Перед первым выходом в свет она допустила ошибку. Она всегда была полностью уверена в своей красоте и скрывала свое лицо, просто чтобы разжечь слухи и потешить свое самолюбие, когда все впервые увидят ее. Но случился конфуз. Кажется, дело было в привезенных на льду устрицах. Тогда они оказали очень неприятное воздействие на ее внешность в самый неподходящий момент. Приклеившееся за глаза прозвище «рябая» раздражало, но Элиза бурно реагировала на него по иным причинам – чтобы прозвище хорошенько закрепилось. Она была уверена в своей надменной утонченной красоте.
Услышав сперва прозвище, те, кто после увидели ее, могли лично убедиться, сколь беспочвенные и лживые слухи следуют за ней, полной невинности и чести. Правда, было несколько неожиданно, что прозвище до сих пор не забылось.
– Идем, – тихо повторила Элиза.
Результата не последовало. А времени становилось все меньше.
Сняв грязную кружевную перчатку, Элиза ущипнула Марию за бок и тут же пожалела. Та подпрыгнула, ударилась головой прямо об оставленный сильфидом кокон и вскрикнула.
Вовлечь фрейлину в такое неловкое положение не входило в планы Элизы.
Она спокойно запустила руку в тернистые ветви и оторвала от них кусок, запутавшийся в волосах паникующей Марии.
– Ты жива?! – воскликнула та, после серии сдавленных визгов.
– Да. Идем.
– Деревня вся обезумела, – затараторила Мария, – они ищут тебя, нам не выйти!

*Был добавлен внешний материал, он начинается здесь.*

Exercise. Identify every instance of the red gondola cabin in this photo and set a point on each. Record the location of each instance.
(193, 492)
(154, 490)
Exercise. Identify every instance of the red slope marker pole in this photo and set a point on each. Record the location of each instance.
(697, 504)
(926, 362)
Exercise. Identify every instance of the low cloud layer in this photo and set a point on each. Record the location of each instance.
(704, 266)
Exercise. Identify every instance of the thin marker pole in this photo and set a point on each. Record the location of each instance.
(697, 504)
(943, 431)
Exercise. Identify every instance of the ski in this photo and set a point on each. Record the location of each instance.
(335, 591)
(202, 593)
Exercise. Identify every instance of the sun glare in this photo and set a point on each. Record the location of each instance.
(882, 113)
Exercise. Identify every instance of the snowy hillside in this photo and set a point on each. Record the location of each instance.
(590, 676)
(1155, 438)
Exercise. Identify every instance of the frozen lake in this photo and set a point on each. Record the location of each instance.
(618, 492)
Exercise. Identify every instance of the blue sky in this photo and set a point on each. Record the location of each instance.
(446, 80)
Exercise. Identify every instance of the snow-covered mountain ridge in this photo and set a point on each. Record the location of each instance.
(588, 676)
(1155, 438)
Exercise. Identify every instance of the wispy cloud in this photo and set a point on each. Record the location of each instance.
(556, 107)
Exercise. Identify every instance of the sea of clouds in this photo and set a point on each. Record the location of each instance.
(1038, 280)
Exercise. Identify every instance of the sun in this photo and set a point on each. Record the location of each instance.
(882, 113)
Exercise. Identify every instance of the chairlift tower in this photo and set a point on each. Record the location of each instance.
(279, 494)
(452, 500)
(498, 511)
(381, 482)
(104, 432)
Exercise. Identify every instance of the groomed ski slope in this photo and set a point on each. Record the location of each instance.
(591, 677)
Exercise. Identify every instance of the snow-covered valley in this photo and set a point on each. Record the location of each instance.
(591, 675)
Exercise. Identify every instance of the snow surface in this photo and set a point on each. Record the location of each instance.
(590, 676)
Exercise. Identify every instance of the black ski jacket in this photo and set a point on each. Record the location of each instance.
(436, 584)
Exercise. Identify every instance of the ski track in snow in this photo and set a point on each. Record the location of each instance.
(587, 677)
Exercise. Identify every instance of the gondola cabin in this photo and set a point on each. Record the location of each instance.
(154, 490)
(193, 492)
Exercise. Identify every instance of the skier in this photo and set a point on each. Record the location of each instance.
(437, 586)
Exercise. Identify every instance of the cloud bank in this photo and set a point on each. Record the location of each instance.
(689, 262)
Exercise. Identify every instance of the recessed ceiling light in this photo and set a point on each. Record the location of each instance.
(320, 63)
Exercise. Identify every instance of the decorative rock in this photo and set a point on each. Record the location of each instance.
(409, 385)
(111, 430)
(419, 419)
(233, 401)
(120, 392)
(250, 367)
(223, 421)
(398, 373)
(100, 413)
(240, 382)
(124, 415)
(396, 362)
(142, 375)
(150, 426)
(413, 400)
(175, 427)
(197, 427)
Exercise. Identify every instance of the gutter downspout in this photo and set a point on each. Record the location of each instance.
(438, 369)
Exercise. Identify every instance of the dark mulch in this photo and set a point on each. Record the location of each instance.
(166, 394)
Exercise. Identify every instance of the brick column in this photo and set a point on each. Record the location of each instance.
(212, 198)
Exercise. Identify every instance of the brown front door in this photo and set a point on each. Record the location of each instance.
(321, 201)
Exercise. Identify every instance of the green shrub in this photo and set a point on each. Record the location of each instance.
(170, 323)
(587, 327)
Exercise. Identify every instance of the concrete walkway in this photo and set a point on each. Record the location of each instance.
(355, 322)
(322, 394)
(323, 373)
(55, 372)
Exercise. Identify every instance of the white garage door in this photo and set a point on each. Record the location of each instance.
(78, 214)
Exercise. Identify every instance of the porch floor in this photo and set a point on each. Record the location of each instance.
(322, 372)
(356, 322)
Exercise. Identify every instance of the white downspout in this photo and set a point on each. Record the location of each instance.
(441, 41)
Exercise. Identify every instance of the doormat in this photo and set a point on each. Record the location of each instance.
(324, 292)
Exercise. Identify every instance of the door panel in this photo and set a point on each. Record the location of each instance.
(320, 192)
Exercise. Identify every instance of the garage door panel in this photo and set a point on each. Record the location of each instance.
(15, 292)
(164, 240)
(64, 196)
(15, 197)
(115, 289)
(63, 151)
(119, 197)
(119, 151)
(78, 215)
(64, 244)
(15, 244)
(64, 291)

– Город, – поправила Элиза обреченно оглядывая шипастые ветки. Ощущения в уколотой руке были отвратительные. Противоядий с собой не было, а на голодный желудок течение отравлений, по опыту Элизы, проходило крайне неприятно. Но сказать наверняка, яд ли это, она пока не могла.
– Я призналась, что это я ведьма, – сказала Мария гордо, все еще пытаясь выпутать из растрепанных волос шипастые ветви, – уходи.
Все-таки Элиза взяла себя в руки. В шипах не было яда. Похоже, все, что в них заключалось, оказалось просто каким-то отваживающим волшебством.
– Не двигайся, – чуть улыбнувшись спокойно взглянула она прямо в лицо Марии.
– Ой… нет… Пожалуйста! – глаза Марии вдруг наполнились слезами, – не надо опять!
– Просто не двигайся, – чуть нахмурившись, Элиза плотнее усадила фрейлину возле стены.
– На моем венчании ты смотрела так же, и все умерли! – сдерживая слезы проговорила она, – и…
– Только негодяи, – спокойно поправила Элиза, выписывая на беленой стене возле головы Марии несколько символов проколотым пальцем, – а простой люд ликовал, вызволяя святую из-за решетки ненавистного барона. Если бы ты не рыдала в кандалах в обнимку с замученными…
Волшебство в ветвях было довольно опасным, хоть и сотканным в спешке. Без сильфида в центре разрушенного кокона, его было практически незаметно. Но вот напитавшись кровью, оно пришло в движение.
– Я не святая… – собравшись тихо возразила Мария, затравленно наблюдая за ее бесстрастными движениями, – меня всегда гложет зависть. Я знаю в сто раз больше тебя. Моя семья богаче всего твоего рода. Но почему я не могу стать выше тебя?! Или хотя бы как ты…
– Потому что мне неинтересно самой с собой играть в карты, – ответила Элиза. – не смей трогать ветки. Идем.
Фрагмент кокона запутавшийся в волосах не был идеальной защитой, но, все же, лучше, чем ничего.
– Я не могу… Если ты опять всех…
– Я слышала твою просьбу. Приказываю. Встань и иди, – холодно потребовала Элиза открыв дверь.